Two more things to load in

  • New normalization factors. Fresh numbers to configure for 2027 payment: 2024 CMS-HCC = 1.079, 2017 model = 1.202, and a split RxHCC of 1.109 (MA-PD) / 1.005 (PDP). (These keep average scores anchored near 1.0 so coding intensity doesn't inflate payments.)

  • SAS is retiring. Both SAS and Python are offered for CY 2027 — but CY 2028 is Python-only. If your tooling runs on SAS, 2027 is your runway. Don't wait.

One line to keep straight: this is Medicare Advantage, not ACA

This memo is the MA pipeline — MMR, MAO-004, MORs, encounter-data-to-HCC. It's a completely separate system from the ACA/Marketplace EDGE server world. Same "risk adjustment" words, different plumbing. If one team touches both, don't cross the wires.

The bottom line

CMS is raising the bar on proof.
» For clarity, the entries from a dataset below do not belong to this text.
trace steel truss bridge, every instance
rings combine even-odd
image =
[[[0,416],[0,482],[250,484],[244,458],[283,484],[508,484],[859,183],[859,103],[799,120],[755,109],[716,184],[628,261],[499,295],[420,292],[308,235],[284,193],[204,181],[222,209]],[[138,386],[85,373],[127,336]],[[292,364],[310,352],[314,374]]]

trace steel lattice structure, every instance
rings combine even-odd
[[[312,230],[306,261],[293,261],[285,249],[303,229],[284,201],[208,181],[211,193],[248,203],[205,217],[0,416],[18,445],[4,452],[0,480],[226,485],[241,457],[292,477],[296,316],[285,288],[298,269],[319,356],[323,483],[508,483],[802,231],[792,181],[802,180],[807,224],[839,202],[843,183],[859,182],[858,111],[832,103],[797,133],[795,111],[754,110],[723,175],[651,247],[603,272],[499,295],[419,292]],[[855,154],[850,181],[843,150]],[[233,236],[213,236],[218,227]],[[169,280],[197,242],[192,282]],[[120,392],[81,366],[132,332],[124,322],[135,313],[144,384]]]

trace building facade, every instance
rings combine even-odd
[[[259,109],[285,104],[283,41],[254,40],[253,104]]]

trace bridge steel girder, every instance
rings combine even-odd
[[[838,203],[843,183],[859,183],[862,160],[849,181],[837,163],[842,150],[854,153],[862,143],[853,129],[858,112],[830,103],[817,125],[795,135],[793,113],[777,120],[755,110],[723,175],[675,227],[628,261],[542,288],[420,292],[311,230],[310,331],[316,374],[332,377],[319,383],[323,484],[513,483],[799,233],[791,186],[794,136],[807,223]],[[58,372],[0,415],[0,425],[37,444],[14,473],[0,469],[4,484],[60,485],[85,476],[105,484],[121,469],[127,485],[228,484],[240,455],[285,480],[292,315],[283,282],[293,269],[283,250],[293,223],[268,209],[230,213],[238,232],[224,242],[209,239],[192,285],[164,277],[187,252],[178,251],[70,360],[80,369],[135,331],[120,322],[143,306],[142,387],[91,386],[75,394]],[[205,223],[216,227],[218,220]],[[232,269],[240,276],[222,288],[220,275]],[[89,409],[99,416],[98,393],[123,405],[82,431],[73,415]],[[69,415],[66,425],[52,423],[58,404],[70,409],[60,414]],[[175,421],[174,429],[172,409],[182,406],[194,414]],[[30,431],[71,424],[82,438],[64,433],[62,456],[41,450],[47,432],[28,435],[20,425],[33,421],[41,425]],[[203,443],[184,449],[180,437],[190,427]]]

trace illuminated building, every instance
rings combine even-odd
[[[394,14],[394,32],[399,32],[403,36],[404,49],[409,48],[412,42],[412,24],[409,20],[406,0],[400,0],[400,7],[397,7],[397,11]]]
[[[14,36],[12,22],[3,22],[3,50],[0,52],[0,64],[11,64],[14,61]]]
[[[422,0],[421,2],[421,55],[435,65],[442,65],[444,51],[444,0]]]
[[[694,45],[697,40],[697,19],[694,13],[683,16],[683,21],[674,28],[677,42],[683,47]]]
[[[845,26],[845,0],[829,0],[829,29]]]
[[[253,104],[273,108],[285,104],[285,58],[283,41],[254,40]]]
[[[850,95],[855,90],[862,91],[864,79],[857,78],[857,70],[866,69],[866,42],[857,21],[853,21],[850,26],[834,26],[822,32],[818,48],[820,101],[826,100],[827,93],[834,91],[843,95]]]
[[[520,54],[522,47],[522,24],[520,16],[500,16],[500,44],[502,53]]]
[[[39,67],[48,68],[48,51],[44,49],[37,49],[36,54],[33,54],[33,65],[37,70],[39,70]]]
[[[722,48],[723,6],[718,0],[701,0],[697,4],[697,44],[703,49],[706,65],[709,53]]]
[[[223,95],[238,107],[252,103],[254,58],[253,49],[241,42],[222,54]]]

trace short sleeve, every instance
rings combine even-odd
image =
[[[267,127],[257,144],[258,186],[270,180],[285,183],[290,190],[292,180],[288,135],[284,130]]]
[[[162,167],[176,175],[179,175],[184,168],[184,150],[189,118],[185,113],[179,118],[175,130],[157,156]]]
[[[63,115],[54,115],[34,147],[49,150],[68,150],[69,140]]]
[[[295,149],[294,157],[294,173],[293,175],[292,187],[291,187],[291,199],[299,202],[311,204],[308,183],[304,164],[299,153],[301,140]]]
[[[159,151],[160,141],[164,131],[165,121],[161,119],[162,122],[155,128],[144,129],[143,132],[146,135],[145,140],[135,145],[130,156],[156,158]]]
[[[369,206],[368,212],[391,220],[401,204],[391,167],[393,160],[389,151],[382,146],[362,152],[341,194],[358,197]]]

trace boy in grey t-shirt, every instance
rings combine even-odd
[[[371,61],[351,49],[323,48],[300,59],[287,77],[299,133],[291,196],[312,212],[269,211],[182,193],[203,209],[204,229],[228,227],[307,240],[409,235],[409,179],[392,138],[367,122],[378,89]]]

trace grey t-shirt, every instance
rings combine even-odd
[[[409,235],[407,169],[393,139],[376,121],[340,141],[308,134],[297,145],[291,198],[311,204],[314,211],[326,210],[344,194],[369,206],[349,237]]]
Phone-only visits and chart reviews you can't link stop paying at Midyear 2027. For an operations or compliance leader, that's a short list:

  1. Fix your chart-linking — unlinked diagnoses are about to lose their value.

  2. Audit audio-only modifiers and educate providers.

  3. Prep MAO-004 reconciliation for the dual-report reissue.

  4. Forecast conservatively for Jan–Jun 2027; it gets adjusted in July.

  5. Start your SAS-to-Python migration before 2028 forces it.

Everything else is continuity. The work lives in data integrity and timing — get those two right and CY 2027 is a smooth year.